HR-Bandit: Human-AI Collaborated Linear Recourse Bandit
Junyu Cao, Ruijiang Gao, Esmaeil Keyvanshokooh
TL;DR
The paper addresses online decision-making with actionable recourse in contextual bandits by introducing Recourse Linear UCB (RLinUCB) and its human–AI extension HR-Bandit. It combines a linear reward model with distance-bounded mutable feature adjustments and develops optimistic counterfactual optimization solved via ADMM, achieving sublinear regret. HR-Bandit adds a principled, data-driven human-in-the-loop mechanism that yields warm-start, robustness, and finite human-effort guarantees, while maintaining competitive regret bounds even with adversarial human input. Empirical results on synthetic and semi-synthetic healthcare data validate improved performance and limited human interventions, supporting the practicality of human–AI collaboration in medical recourse. The work advances online recourse methods and offers a foundation for safe, efficient human-guided bandits in clinical decision-support contexts.
Abstract
Human doctors frequently recommend actionable recourses that allow patients to modify their conditions to access more effective treatments.

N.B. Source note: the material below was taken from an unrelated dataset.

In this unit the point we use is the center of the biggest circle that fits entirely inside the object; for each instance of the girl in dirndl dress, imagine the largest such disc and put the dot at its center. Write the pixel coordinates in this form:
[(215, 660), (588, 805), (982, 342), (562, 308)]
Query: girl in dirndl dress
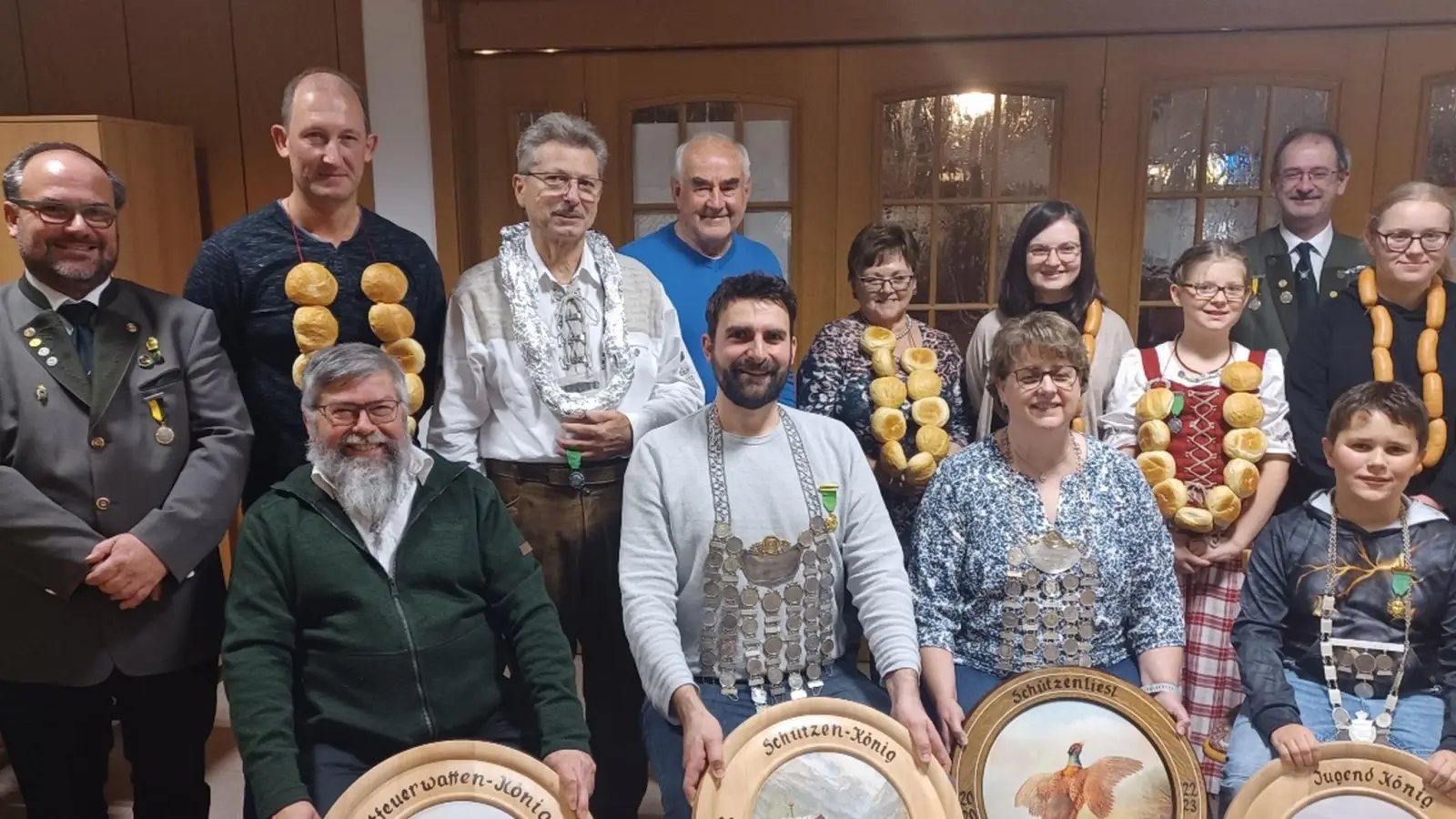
[(1206, 420)]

Inspired by such healthcare scenarios, we propose the Recourse Linear UCB ($\textsf{RLinUCB}$) algorithm, which optimizes both action selection and feature modifications by balancing exploration and exploitation. We further extend this to the Human-AI Linear Recourse Bandit ($\textsf{HR-Bandit}$), which integrates human expertise to enhance performance. $\textsf{HR-Bandit}$ offers three key guarantees: (i) a warm-start guarantee for improved initial performance, (ii) a human-effort guarantee to minimize required human interactions, and (iii) a robustness guarantee that ensures sublinear regret even when human decisions are suboptimal. Empirical results, including a healthcare case study, validate its superior performance against existing benchmarks.